Sekretaris Badan Kepegawaian dan Pengembangan Sumber Daya Manusia (BKPSDM) Blora, Hananto Adhi Nugroho, mengatakan seluruh proses seleksi telah selesai dilaksanakan, termasuk tahapan wawancara dan uji gagasan yang digelar di Solo akhir pekan lalu.
“Semua tahap selesai. Terakhir Sabtu, Minggu wawancara dan uji gagasan di Solo,” ujar Hananto, Senin, 25 Mei 2026.

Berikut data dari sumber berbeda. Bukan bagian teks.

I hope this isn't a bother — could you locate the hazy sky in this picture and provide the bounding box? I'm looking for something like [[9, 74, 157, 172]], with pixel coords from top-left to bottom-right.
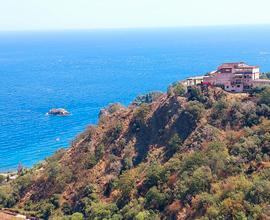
[[0, 0, 270, 30]]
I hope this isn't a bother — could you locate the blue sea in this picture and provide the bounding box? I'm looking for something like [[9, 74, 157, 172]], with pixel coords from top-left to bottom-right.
[[0, 26, 270, 171]]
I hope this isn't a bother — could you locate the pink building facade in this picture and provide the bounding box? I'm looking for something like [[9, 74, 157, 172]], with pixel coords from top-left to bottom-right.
[[203, 62, 262, 92]]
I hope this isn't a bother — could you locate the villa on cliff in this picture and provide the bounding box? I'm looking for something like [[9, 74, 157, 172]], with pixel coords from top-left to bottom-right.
[[187, 62, 270, 92]]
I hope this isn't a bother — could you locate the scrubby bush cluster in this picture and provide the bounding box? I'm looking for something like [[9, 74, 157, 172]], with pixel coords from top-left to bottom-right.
[[0, 83, 270, 220]]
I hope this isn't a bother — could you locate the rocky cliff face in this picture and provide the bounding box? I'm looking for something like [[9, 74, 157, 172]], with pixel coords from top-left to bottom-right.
[[0, 84, 270, 219]]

Empat jabatan yang dilelang dalam seleksi tersebut meliputi Kepala Dinas Pekerjaan Umum dan Penataan Ruang (PUPR), Dinas Perumahan Permukiman dan Perhubungan (Dinrumkimhub), Badan Penanggulangan Bencana Daerah (BPBD), serta Sekretaris DPRD (Sekwan).
Hananto menjelaskan, saat ini telah diperoleh tiga peserta dengan nilai tertinggi untuk masing-masing posisi. Penilaian dilakukan berdasarkan akumulasi seluruh tahapan seleksi sejak awal hingga akhir.

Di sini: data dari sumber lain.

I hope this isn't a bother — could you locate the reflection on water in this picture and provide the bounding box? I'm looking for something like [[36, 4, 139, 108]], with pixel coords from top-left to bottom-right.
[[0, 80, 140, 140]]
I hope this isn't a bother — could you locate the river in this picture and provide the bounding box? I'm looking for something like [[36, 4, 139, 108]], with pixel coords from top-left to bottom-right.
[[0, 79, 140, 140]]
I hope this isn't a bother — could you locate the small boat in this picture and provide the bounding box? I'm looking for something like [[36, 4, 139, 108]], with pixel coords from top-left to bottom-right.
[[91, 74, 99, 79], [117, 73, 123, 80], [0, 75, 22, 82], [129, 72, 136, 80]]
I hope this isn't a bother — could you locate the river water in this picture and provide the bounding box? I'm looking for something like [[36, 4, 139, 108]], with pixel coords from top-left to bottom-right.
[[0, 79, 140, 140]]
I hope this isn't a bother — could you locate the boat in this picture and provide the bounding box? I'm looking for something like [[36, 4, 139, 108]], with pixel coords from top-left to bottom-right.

“Nilainya akumulasi dari tahapan awal sampai akhir. Hasilnya kami serahkan ke Bupati,” ujarnya.
Hananto mengatakan Bupati Blora selanjutkan akan menentukan satu nama dari masing-masing tiga besar tersebut untuk diajukan ke BKN RI guna memperoleh rekomendasi dan persetujuan teknis sebelum pelantikan dilakukan.

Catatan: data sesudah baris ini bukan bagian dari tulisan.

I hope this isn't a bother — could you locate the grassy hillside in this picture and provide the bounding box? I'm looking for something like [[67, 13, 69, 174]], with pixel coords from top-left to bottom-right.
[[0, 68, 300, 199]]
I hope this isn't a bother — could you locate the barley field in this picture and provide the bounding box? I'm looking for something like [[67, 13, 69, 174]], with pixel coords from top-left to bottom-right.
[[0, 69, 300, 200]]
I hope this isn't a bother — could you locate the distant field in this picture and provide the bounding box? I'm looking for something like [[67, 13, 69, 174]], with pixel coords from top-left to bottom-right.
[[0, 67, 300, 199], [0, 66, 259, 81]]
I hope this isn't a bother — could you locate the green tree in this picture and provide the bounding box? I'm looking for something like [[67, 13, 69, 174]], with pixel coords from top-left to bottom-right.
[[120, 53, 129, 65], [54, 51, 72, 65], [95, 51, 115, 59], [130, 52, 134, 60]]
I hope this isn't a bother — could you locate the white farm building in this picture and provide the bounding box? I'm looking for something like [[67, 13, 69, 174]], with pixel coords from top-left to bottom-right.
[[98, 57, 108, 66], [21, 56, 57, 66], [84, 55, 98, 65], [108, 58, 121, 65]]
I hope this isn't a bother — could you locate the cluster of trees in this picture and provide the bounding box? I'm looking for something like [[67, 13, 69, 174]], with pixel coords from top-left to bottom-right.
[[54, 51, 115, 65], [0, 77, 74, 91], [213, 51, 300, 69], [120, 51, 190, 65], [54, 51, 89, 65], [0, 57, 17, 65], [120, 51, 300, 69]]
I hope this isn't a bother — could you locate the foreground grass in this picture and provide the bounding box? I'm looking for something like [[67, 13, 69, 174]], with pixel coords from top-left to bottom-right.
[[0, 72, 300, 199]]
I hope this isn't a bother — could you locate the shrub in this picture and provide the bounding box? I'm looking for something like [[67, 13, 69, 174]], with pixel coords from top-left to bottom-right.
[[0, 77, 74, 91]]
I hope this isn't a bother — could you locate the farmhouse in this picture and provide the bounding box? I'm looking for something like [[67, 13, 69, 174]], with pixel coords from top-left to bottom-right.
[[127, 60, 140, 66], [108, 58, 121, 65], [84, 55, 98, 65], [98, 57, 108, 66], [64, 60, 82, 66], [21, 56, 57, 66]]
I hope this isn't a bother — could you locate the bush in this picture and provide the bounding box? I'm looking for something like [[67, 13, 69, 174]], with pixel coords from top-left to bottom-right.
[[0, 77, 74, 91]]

Pada awal proses seleksi, tercatat sebanyak 27 pelamar mendaftar untuk mengisi empat jabatan tersebut. Namun, tujuh peserta dinyatakan gugur pada tahap administrasi sehingga tersisa 20 peserta yang mengikuti seleksi substansi.
Rinciannya, empat peserta bersaing di posisi PUPR, lima peserta di BPBD, tujuh peserta di Dinrumkimhub, dan empat peserta di Sekwan. Dari jumlah tersebut, delapan peserta kembali tersisih karena tidak masuk dalam tiga besar nilai tertinggi di masing-masing jabatan.
“PUPR 1 gugur, Dinrumkimhub gugur 4, BPBD gugur 2 dan sekwan gugur 1,” imbuhnya.
Khusus jabatan Sekwan, proses penetapan pejabat terpilih harus melalui koordinasi antara Bupati dan pimpinan DPRD. Ketentuan itu menjadi syarat sebelum nama yang dipilih disampaikan ke BKN.
“Setelah itu dilaporkan ke BKN. BKN memverifikasi semua tahapan. Bila tak ada pelanggaran dan sesuai ketentuan, baru BKN mengeluarkan persetujuan teknis dan rekomendasi. Berikutnya Bupati baru bisa melantik,” bebernya.
“Pengumuman terkait hasil akhir itu sesuai rencana akan disampaikan 8 Juni 2026,” sambungnya.